September 7th, 2010, Fairfax, VA—A new bill proposed by Senators Jeff Bingaman and John Kerry would force enrollment in “automatic Investment Retirement Accounts”, prompting Americans for Limited Government (ALG) President Bill Wilson to urge the Congress to reject it.
“This legislation will force Americans into a government-mandated, ‘one size fits all’ retirement account,” Wilson said, adding that it would “disproportionately impact younger and lower-income workers, who will now have less ability to save for new home purchases or pay off college expenses and debt, all of which occurs earlier in a worker’s career.”
“This is another attempt by government to tell individuals what they have to do with their own money, stripping them of the right to make their own personal investment and life decisions,” Wilson added.
Wilson noted that the “investment ‘options’ that are offered will be defined arbitrarily by the Department of Labor in regulation.”
Those options may include government bonds, writes Jerome Corsi for World Net Daily: “The U.S. Department of Labor releasedyesterday an agenda for an upcoming joint hearing with the Department of the Treasury scheduled for Sept. 14 and 15 on whether government life-time annuity options funded by U.S. Treasury debt should be required for private retirement accounts, including IRAs [Investment Retirement Accounts] and 401(k) plans.”
The Corsi report describes the potential that the “government-mandated workplace retirement account would require by law employers and employees to contribute into a retirement account for every employee and demand that a portion of that contribution go into a federal-government created annuity that would be funded by purchasing Treasury debt.”
“Under the law, the Department of Labor could indeed force individuals to buy treasuries, if that’s what the bureaucracy wants,” Wilson said, pointing to the broad options defined in a newly proposed Section 439 of the Internal Revenue Code:
“(c) INVESTMENT OPTIONS.—
“(1) IN GENERAL.—The Secretary of Labor and the Secretary, in consultation with the Chair
man of the Securities and Exchange Commission, shall, not later than 18 months after the date of the enactment of this section, prescribe regulations which set forth the requirements for each of the classes of investments described in paragraph (2) and procedures for determining which assets meet the requirements for each of such classes.
“(2) INVESTMENT CLASSES.—The regulations under paragraph (1) shall provide that an automatic IRA shall allow the individual on whose behalf the individual retirement plan is established to invest contributions to, and earnings of, the plan only in the following investment options:
“(A) PRINCIPAL PRESERVATION.—A class of assets or fund that is designed to protect the principal of the individual on an ongoing basis, including passbook savings, certificates of deposit, insurance contracts, mutual funds, United States savings bonds (which may be indexed for inflation), or similar classes of assets.
“(B) BLENDED INVESTMENT OPTION.—A broadly diversified class of assets or fund, as specified in such regulations, that is substantially similar to target date, life cycle, balanced or similar funds, as so specified.
“(C) THIRD OPTION.—A broadly diversified class of assets or fund providing a somewhat higher investment in equities than the investment options under subparagraph (B), as specified in such regulations.”
“These ‘options’ are so broadly defined that the Department of Labor can force investment into almost anything, leaving the future solvency of the retirement savings of millions of Americans to the wisdom of faceless government bureaucrats,” Wilson said.
Such legislation could create some 60 million potential new IRAs, according Mark Gutrich, president of Denver -based ePlan Services.
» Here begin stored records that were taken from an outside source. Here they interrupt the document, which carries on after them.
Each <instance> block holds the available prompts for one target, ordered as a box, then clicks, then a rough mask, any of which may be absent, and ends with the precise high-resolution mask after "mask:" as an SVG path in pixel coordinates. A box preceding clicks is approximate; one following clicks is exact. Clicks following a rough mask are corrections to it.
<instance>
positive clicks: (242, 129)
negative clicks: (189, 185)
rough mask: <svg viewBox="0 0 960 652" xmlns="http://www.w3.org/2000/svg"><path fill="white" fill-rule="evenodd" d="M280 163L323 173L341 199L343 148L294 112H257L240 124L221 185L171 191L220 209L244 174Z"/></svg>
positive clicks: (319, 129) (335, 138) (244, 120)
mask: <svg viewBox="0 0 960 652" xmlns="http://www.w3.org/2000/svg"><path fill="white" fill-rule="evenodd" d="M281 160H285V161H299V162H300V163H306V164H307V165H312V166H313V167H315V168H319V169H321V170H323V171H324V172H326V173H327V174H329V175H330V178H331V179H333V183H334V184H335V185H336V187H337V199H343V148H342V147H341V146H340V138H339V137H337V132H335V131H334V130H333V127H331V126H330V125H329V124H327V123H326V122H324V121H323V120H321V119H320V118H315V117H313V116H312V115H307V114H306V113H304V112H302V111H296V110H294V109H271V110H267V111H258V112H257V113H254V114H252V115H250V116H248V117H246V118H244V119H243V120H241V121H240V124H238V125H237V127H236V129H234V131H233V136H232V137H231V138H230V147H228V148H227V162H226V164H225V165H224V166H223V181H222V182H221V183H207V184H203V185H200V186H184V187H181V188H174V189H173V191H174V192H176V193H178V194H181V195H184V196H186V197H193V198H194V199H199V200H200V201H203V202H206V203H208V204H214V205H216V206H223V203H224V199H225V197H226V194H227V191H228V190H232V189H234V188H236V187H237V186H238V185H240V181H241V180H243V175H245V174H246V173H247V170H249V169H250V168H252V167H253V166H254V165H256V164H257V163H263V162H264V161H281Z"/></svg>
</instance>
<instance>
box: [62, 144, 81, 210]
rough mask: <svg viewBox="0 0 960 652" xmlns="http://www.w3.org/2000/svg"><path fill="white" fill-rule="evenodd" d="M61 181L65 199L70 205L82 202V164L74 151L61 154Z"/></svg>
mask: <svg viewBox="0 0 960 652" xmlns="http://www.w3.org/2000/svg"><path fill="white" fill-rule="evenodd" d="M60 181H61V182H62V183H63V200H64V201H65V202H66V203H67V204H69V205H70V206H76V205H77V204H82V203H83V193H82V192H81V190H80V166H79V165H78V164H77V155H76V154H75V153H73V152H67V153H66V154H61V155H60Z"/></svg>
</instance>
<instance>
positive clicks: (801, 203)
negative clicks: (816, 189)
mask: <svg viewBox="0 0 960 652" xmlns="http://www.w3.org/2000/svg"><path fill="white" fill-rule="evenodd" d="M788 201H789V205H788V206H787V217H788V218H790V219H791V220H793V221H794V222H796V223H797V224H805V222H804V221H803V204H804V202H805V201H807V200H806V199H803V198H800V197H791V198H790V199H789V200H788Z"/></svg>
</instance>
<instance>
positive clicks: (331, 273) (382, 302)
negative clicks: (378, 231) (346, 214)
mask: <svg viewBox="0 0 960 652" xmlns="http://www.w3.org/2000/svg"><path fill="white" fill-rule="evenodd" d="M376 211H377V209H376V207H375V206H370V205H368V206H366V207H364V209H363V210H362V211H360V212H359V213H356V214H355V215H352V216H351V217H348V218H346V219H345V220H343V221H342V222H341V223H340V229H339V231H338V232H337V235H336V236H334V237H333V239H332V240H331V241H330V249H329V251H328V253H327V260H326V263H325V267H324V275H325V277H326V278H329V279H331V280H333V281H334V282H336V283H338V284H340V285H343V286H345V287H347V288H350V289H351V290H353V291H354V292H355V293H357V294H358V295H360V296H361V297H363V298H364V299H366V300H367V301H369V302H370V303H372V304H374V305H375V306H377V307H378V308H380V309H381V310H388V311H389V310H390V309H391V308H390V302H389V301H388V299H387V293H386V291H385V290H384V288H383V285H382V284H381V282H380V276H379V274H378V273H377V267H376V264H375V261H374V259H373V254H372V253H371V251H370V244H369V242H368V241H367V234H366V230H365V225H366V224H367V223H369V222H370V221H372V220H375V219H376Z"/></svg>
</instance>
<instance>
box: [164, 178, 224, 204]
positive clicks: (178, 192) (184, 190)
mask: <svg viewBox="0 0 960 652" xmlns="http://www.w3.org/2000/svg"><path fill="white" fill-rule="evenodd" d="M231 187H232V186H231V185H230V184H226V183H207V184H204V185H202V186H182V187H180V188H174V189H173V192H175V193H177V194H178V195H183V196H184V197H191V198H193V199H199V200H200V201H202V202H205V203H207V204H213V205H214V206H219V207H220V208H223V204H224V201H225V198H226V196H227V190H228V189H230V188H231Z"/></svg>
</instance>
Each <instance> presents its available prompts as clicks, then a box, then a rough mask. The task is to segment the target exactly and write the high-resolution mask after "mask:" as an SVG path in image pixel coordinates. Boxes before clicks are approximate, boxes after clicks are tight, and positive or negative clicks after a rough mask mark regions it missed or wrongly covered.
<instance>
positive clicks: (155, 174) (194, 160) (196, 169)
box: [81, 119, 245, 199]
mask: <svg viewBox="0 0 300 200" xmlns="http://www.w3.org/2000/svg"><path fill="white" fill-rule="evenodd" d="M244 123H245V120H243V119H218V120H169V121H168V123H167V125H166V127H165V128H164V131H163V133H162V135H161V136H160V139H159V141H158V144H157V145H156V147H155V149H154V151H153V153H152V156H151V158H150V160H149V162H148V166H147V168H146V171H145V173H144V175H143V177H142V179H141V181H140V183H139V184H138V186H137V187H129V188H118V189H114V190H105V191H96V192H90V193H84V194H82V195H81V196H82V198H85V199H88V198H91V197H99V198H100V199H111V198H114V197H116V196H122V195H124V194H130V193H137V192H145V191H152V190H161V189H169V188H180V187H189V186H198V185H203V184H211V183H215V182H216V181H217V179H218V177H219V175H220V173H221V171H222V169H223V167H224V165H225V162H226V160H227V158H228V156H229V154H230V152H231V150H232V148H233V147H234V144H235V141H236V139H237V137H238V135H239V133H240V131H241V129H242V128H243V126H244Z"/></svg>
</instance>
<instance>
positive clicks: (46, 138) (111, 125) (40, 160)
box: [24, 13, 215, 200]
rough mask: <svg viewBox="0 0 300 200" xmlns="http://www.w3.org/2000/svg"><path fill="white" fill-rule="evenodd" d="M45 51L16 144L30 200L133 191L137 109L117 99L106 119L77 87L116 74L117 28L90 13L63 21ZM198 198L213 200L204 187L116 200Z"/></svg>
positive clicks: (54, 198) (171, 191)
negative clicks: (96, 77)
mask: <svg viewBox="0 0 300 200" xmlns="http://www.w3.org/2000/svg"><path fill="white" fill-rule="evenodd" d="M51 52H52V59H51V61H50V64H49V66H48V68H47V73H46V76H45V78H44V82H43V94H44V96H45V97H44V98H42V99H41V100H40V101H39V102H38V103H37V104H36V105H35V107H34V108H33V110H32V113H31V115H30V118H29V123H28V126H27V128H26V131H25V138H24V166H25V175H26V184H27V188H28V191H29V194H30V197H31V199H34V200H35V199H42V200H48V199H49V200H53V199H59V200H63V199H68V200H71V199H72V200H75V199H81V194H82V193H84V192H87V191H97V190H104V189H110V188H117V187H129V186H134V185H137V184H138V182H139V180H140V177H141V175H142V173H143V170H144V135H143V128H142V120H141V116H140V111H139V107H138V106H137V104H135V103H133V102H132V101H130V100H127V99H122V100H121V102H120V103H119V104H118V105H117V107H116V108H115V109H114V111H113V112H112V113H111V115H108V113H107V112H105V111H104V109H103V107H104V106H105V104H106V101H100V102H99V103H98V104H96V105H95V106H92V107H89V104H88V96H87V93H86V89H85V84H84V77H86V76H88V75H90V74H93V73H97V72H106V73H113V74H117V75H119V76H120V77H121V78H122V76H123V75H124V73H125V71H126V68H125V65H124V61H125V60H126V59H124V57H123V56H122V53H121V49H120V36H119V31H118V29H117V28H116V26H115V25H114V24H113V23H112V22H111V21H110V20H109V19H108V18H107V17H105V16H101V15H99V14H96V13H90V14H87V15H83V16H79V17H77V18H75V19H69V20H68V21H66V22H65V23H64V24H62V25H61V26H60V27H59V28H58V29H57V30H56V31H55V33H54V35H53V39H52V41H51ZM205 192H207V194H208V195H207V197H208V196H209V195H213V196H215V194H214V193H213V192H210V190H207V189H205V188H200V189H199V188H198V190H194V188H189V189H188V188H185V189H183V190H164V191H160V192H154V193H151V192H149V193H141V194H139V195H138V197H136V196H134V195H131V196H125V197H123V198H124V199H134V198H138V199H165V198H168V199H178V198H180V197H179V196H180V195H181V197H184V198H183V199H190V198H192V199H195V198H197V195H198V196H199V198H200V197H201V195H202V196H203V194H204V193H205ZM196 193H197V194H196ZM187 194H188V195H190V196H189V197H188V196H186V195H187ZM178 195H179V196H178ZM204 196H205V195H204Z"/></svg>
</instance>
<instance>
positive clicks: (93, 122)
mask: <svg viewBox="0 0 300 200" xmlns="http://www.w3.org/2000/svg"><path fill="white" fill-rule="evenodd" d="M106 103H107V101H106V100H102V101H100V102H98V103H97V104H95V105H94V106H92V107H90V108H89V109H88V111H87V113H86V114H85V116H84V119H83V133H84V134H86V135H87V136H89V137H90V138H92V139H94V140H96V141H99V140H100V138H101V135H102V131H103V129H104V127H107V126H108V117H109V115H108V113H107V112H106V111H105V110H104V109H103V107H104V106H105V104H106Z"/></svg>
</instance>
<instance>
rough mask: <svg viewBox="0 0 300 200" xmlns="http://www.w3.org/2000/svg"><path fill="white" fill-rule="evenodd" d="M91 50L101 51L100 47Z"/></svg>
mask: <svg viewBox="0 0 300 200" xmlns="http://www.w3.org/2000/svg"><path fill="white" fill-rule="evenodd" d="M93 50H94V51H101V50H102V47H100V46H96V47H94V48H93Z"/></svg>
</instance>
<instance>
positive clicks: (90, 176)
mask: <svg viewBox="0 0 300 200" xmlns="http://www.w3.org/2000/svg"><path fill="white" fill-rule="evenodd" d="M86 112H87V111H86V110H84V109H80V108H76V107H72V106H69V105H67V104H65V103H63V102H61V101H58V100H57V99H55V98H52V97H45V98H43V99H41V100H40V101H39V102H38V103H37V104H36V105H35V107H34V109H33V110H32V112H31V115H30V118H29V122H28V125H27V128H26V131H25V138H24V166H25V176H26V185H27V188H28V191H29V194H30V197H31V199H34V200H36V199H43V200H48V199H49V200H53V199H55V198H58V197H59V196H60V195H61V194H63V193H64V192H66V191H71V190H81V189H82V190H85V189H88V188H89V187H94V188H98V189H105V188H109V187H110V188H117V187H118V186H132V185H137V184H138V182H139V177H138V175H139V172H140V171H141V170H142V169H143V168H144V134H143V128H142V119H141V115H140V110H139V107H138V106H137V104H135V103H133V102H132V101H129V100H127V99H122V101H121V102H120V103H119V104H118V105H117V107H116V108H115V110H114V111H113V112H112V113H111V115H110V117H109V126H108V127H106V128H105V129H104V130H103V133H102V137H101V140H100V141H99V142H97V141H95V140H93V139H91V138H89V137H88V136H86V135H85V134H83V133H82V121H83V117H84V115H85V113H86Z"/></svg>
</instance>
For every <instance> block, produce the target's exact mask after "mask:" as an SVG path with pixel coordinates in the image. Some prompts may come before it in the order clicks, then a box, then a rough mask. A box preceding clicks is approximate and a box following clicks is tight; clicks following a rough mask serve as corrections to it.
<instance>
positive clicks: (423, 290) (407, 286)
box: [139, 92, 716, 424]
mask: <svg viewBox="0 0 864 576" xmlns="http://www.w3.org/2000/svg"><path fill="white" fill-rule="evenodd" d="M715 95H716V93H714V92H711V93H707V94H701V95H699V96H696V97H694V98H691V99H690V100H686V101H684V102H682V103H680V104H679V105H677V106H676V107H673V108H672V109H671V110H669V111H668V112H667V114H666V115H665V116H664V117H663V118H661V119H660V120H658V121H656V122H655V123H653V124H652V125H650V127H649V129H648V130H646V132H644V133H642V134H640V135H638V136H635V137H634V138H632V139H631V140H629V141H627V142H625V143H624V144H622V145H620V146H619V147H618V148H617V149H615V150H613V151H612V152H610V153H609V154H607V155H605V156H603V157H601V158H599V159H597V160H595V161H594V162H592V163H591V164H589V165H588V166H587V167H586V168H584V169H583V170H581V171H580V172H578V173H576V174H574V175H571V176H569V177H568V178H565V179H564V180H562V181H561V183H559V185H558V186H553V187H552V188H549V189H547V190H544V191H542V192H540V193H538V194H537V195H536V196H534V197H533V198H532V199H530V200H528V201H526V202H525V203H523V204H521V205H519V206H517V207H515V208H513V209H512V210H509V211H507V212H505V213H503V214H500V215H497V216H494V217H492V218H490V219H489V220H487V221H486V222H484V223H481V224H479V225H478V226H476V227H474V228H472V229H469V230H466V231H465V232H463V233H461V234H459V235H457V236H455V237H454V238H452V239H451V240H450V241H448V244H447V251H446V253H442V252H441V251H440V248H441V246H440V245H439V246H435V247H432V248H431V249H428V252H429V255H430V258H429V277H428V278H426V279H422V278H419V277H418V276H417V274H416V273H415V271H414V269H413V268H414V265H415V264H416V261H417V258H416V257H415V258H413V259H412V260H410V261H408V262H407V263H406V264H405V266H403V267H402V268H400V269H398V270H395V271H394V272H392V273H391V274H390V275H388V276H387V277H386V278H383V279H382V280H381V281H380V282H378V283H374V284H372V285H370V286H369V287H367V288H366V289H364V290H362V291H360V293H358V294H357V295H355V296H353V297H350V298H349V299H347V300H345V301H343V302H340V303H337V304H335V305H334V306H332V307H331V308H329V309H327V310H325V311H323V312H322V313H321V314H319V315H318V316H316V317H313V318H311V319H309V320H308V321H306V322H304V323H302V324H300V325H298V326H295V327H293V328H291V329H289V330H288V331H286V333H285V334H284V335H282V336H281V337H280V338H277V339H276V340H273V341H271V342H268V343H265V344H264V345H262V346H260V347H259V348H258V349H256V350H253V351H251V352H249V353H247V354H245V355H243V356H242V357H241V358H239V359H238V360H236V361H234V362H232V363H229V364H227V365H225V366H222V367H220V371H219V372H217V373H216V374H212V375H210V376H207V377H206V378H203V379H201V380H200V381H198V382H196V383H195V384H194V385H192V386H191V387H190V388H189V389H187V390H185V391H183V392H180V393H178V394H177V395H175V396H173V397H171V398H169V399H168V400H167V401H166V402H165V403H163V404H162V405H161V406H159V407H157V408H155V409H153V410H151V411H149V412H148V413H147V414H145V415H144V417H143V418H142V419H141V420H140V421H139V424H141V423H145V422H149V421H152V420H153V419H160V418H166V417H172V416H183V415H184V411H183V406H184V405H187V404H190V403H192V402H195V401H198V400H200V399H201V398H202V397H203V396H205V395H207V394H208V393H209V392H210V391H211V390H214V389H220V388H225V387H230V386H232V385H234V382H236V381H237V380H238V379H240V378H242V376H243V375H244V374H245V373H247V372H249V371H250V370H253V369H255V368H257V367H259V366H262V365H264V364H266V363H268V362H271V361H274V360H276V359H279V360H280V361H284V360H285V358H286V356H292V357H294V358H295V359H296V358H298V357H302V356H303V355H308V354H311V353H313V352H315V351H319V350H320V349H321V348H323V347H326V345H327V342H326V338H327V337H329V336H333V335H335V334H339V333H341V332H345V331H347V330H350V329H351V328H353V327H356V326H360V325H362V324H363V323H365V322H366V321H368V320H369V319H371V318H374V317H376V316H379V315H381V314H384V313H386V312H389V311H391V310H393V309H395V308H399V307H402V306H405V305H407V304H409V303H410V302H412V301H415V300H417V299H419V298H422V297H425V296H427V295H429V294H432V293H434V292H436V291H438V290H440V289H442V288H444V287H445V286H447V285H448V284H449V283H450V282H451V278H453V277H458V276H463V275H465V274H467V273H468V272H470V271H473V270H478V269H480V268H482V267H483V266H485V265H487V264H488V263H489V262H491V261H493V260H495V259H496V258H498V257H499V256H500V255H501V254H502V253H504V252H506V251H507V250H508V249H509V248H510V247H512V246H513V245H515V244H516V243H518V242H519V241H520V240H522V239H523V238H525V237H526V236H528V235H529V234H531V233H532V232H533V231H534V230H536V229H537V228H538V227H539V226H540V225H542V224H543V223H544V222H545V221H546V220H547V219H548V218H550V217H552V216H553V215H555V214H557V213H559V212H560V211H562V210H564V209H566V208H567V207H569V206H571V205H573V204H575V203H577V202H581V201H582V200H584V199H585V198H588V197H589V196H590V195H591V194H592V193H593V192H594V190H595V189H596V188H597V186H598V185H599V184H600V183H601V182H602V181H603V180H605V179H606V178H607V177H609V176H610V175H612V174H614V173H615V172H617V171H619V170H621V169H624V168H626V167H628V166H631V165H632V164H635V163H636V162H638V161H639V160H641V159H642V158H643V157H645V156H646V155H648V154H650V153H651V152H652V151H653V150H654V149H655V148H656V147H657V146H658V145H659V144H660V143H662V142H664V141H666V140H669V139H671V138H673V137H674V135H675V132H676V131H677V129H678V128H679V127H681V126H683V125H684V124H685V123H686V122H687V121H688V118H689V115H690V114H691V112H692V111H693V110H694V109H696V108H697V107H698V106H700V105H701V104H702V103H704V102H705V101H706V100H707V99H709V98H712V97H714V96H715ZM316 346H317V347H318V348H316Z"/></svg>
Wilson said that if accurate, and if the average income investing in the IRA’s was $50,000, “if just 1 percent of income for these new IRAs was devoted to government bonds, that would expand government’s ability to borrow by $30 billion annually, or by $300 billion over ten years.”
Wilson said “that’s no small chunk of change.” He predicted that after the legislation was enacted, the number of new plans would grow beyond the 60 million, and warned that the investment in treasuries would also grow “should the sovereign debt crisis worsen in the U.S.”
“If Americans are forced to buy government bonds as retirement savings, the nation could be forced into a situation where it will become impossible to reduce or retire the national debt without liquidating the retirement savings of millions of Americans. That may be what the government has in mind to protect its bloated budget,” Wilson said.
“By increasing the American people’s stake in the government debt, the incentive will always be to expand the national debt to finance retirement benefits,” Wilson concluded.